その中には他人との上手なつきあい方についても書かれているので、「そうか、こうすればいいんだな」とソーシャルスキルのトレーニングにもなって、自宅療養の終わりの頃には、実際にそれを友だちに対して試してみたくもなっていた。

 そういうわけで、以前ならフリースクールを少し長く休むと、再び行き出すのに不安になっていたのに、今回は落ち着いた様子でフリースクールを再開したし、他のお友だちとのトラブル(といっても内容は些細なのだけれど、本人としては「またやってしまった!」と落ち込む原因になっていた)もほとんどなくなっている。

 この週は私がスクールまで車で送迎したけれど、このブログを書いている今週は、送迎は駅までにして、スクールまでは電車で行くことにした。これにも慣れたら、駅にも歩いて行ってもらう。
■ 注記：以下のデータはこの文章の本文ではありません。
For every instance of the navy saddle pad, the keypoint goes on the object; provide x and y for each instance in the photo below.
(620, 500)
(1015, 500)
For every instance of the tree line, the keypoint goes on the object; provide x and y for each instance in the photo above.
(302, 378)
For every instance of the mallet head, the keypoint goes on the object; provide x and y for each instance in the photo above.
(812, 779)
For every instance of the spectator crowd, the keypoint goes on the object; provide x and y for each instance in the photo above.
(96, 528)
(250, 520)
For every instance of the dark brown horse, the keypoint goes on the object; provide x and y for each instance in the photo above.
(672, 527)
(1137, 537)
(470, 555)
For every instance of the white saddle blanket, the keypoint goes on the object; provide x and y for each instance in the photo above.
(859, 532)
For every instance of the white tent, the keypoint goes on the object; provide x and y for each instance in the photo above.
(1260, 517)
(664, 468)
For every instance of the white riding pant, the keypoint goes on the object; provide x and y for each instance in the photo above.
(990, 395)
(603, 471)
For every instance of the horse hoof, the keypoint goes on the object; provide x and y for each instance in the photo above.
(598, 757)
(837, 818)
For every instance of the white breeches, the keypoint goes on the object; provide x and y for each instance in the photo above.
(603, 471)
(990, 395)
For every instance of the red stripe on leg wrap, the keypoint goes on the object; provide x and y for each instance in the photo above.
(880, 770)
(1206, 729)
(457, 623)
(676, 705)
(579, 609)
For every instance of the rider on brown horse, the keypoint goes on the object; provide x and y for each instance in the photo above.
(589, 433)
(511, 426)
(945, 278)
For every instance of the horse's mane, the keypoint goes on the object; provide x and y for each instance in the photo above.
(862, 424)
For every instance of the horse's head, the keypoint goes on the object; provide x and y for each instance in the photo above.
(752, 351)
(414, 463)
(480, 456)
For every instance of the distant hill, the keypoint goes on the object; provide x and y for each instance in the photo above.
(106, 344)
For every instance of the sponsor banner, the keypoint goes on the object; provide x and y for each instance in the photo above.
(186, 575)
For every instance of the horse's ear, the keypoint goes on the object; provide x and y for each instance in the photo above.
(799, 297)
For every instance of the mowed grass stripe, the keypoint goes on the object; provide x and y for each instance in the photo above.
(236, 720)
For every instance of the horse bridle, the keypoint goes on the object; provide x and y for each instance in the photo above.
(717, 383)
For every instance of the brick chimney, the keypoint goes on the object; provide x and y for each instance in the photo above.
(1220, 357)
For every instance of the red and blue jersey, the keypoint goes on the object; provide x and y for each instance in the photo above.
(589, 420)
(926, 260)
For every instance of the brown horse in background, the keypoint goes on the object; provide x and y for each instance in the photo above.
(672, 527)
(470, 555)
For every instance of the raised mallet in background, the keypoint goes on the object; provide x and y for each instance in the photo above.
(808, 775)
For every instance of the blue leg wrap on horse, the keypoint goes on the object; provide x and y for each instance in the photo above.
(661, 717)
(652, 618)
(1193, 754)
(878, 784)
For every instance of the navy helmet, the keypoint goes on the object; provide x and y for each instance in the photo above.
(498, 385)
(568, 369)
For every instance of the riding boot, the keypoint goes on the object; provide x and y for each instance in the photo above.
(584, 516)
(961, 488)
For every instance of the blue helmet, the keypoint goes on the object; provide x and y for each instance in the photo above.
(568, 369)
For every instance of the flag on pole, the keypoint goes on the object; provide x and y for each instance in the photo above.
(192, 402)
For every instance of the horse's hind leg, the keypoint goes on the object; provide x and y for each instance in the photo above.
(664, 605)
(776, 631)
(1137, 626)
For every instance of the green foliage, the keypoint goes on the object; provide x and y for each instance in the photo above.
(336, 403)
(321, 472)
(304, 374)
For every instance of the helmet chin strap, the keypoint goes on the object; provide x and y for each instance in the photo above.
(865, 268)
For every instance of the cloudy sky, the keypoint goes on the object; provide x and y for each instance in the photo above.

傷に響くのでまだ自転車には乗れないけれど、それ以外は少しずつ元に戻ってきている。

【写真の説明】
 日曜日にパン焼き器で生地をこねて、昼食にピザを焼いて食べた。昇平が考案した「いぶりがっこ(秋田名物たくわんの燻製)とキノコのピザ」がなかなか美味しかった。

(2015.4.27記)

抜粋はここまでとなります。